A brittle matcher (substring-only, case-sensitive) would inflate false negatives — counting correct answers as wrong because of formatting. A too-loose matcher would inflate false positives — counting wrong answers as correct because some token happened to appear. The three-layer matcher splits the difference: tolerant of formatting, strict on content.

What this harness deliberately doesn't do

  • Doesn't call a real LLM. The mock is deterministic; the harness is the subject of test. Plug in a real agent function in evaluate(real_agent, GOLD_SET).
  • Doesn't measure latency or cost. Those are separate concerns; could be added as per-case metrics.
  • Doesn't do statistical confidence. With 15 cases, the pass rate is noisy. For real evaluations, 100+ cases per category give stable estimates.
  • Doesn't run regression checks. A real harness compares this run to a baseline and flags regressions per category.
  • Doesn't sample failures for human review. Production eval harnesses often surface 5-10 random failures per category for engineer eyes.

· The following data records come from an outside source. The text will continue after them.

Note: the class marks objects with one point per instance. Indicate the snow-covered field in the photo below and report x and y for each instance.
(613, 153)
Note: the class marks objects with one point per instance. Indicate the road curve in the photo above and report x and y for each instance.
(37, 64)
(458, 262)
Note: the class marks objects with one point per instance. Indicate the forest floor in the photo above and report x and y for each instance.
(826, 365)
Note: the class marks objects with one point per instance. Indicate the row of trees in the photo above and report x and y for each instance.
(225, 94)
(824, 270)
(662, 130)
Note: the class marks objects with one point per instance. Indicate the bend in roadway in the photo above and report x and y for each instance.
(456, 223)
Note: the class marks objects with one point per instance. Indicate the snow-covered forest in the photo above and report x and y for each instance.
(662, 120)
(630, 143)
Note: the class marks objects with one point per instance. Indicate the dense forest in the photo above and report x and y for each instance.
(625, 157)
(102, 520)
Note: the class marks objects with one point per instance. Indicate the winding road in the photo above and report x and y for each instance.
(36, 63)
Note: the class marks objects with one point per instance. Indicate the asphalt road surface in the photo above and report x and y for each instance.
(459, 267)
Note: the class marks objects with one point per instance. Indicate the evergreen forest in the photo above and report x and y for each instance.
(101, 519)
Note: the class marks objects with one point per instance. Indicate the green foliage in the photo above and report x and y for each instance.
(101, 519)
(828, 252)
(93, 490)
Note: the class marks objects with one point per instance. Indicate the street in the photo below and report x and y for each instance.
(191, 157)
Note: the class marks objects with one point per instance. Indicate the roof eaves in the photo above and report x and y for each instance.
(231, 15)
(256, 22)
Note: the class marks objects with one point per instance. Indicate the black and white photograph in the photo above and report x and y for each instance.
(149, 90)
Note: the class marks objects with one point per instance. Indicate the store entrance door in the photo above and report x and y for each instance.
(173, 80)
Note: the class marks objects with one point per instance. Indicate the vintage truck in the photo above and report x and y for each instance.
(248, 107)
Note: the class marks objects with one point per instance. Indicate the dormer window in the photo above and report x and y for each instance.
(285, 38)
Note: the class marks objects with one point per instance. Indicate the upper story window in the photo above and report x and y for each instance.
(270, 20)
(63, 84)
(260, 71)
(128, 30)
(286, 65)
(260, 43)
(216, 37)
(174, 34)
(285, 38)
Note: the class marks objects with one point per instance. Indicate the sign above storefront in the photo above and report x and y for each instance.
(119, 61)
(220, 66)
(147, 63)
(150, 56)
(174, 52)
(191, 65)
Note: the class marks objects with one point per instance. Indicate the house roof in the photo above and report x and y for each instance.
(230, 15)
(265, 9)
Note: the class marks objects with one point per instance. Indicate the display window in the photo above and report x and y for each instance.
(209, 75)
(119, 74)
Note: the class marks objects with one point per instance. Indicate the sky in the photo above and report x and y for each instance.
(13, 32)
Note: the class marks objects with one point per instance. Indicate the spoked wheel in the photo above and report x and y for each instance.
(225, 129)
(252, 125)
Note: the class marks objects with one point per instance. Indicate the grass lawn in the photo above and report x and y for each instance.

Each is a 30-line addition; the structure is there.

What this exercise teaches

  • Eval design is mostly matching design.
  • Categorising failures is more valuable than counting them.
  • Per-slice metrics catch what aggregates miss.
  • A simple JSON / markdown report is more usable than a pass/fail bit.

Interview probes:

  • "How do you handle answers like '7' vs. 'seven'?"
  • "What if the gold answer can be expressed multiple correct ways?"
  • "How do you compare today's run to yesterday's?"
  • "How would you extend this to LLM-as-judge scoring?"
  • "What is the difference between regression catching and absolute scoring?"